I knew someone years ago who had at one time owned a successful business and had a wife and family and had even been a founder of a small church. He lost all that because he couldn’t leave alcohol alone and wound up working for every little business that would give him any kind of a job, never lasting long at any of them. He told me once that he came home to his apartment where he lived alone one day and went to the closet and picked up his twelve guage which he kept loaded, put the barrel to his head and pulled the trigger, he heard the firing pin snap on an empty chamber and threw the gun across the room by reflex as he realized what he had just done. He KNEW he had loaded the gun and there was no way he had unloaded it. Then he remembered that he had given a spare door key to a friend in case of emergency. He picked up the phone and called the guy and asked him if he had been in his apartment. He said the other fellow replied with a question, “What’s the matter, your shotgun didn’t go off?”
My older brother used to talk about someone he knew who told a story about deciding to kill himself. The man said he took a drink or two to calm his nerves while he thought about how to do it and decided to hang himself. He said he
figured that he could go into his attic, hang a noose from the ridgeboard at the peak of the roof and step off the joists onto the sheetrock ceiling which would of course shatter resulting in his death of a broken neck if he had the drop calculated correctly. By the time he thought it through he was apparently getting a little drunk and when he imagined his wife coming home and finding his body hanging down through a hole in the ceiling it struck him funny and he started laughing and he said he changed his mind and never really got to that point again.
In the one case alcohol cost the man everything except his life and that only because someone unloaded his gun, in the other it would seem that alcohol may have been the only thing that stopped him from suicide.
I have read that people are most likely to kill themselves soon after arising in the morning, I still remember a neighbor about half a mile from us who got up early one morning, stepped outside, stood next to the old house and put a shotgun to his head and pulled the trigger. I think I was twelve at the time. I have known a number of others over my seventy one years who have done something similar.
If anyone is contemplating suicide they should never do anything without talking to someone on a veteran hotline first. You never know what is around the river bend. So many times going somewhere I for the first time I turn around thinking I have gone too far but if I had just gone a little farther I would have reached my destination (my car does u-turns by itself now). For me, I had no one and no one knew. It was half my lifetime ago. Finding them is crucial.
Another thing that I found with symptoms of suicide is one friend will see one and someone else another, etc., but putting the puzzle pieces together takes communication.

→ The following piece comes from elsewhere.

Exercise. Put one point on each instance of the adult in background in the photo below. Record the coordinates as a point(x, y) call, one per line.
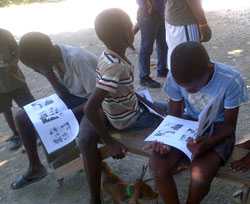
point(185, 21)
point(151, 23)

We lack the small town everybody knows your name community.
If anyone here knows of a vet who needs help, this is an amazing organization. They haven’t lost a vet yet: http://ptsdusa.org/camp-hope/
Good find. If you use FB you could share with other groups, especially Stop Soldier Suicide.
.......well, I “think” you and I are essentially saying the same thing.
I’m sure not saying don’t try. I just think our government has proven without a doubt that it cannot count to 3 on anything much less stop suicide in the military.
I think privately funded support of some kind is what is needed.
......excellent and most prescient thoughts! Thanks!